Having witnessed the 1989 Tiananmen Square massacre–when government forces opened fire on unarmed students demanding democratic reform–he says he saw Canada as a place of freedom where he and his family could start over. He was a law professor at Peking University at the time, and says he witnessed how the regime used its authority to suppress students’ “legitimate demands” for democracy. “I couldn’t allow my children, my next generation, to be still subject to this type of dictatorship,” he told The Epoch Times in an interview. “So that’s why I decided to leave China at that moment.”
But now, he is raising the alarm over what he says is a growing ideological push in Canada that increasingly mirrors the ideological tyranny of communist China. Song filed a lawsuit against the Law Society of Alberta in 2023, over concerns about mandatory cultural training for lawyers imposed by the society–a move he says is similar to what he saw growing up in China.
“Canada is now moving toward the place where I escaped from,” he said.
In 2019, Song was required to complete “cultural competence” training to maintain his legal credentials in Alberta. He says the society’s professional development program–which covers topics such as diversity, equity and inclusion (DEI), gender identity, and promotes the need to “dismantle systemic inequalities and barriers”–imposes “politicized” requirements and redefines legal competence as adherence to “woke” political beliefs.
He launched a legal challenge in 2023, asking the courts to remove these requirements for lawyers, but the challenge was dismissed this year, with the Court of King’s Bench ruling in a Sept. 12 decision that the training requirements fall under the law society’s scope.
“Having a basic understanding of the people and communities you serve as a lawyer does not work against the public interest.
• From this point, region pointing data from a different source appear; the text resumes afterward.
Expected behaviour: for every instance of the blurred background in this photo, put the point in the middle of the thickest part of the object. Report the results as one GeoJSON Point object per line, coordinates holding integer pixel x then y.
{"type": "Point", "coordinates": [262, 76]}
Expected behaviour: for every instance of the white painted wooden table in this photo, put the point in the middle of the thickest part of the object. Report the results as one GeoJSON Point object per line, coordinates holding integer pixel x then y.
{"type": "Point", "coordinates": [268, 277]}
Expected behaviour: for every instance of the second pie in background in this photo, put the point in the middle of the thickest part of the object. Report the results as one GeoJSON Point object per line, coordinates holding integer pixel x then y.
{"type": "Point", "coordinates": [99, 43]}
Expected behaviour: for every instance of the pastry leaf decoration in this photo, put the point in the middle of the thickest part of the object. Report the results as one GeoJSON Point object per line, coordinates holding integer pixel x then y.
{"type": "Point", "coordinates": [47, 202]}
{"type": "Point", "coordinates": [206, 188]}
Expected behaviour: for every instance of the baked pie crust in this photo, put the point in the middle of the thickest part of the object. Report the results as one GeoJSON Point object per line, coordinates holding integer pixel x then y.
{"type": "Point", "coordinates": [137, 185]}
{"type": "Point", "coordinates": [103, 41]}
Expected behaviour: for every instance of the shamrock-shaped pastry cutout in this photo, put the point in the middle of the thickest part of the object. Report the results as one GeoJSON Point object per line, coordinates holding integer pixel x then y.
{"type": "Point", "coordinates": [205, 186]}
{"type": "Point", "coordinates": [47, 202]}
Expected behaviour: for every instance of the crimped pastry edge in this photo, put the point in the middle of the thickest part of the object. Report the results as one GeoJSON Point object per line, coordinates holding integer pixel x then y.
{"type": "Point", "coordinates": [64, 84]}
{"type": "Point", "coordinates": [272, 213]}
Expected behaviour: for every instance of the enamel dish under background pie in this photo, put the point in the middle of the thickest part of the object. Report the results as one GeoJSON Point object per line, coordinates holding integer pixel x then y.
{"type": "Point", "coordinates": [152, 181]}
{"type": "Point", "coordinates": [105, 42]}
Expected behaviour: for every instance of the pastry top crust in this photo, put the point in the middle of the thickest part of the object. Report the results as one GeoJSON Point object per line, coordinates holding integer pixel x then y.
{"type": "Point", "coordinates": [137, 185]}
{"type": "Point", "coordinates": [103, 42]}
Nor does cultivating a safe work environment built on the principles of evolving human rights law,” reads the decision.
It adds that the law society sees its professional development requirements as “necessary to achieve a greater societal good, and it was within their authority to do so.”
Song argues that compelling lawyers to adopt specific viewpoints goes against the principle of independence of the bar, which the Supreme Court of Canada has described as “one of the hallmarks of a free society.” This principle refers to the ability of lawyers to act in their clients’ best interests, free from undue state or public influence.
“In the area of personal belief, ideology, political issues, it’s an alarming sign if you’re forced to take any type of mandatory training, because if you’re taking mandatory training, that means the content of the mandatory training is considered as the dominant notion, dominant view, dominant attitude, dominant culture of this society,” Song said.
He adds he felt pressured to complete the training because he did not want to lose his licence. “The thing is that if you fail to submit that certificate by deadline, your licence is automatically suspended,” he said.
Song says the law society’s training violates his Charter rights to freedom of conscience and expression, amounting to “compelled speech, forced ideological conformity, and suppression of conscience and expression,” according to the Justice Centre for Constitutional Freedoms, which represents Song in the case.
According to Rule 67.4 of the Law Society of Alberta, the society can “prescribe specific continuing professional development requirements to be completed by members, in a form and manner, as well as time frame.”
Lawyers who do not complete the mandatory training “shall stand automatically suspended” the day after the deadline to complete the course, the rules say.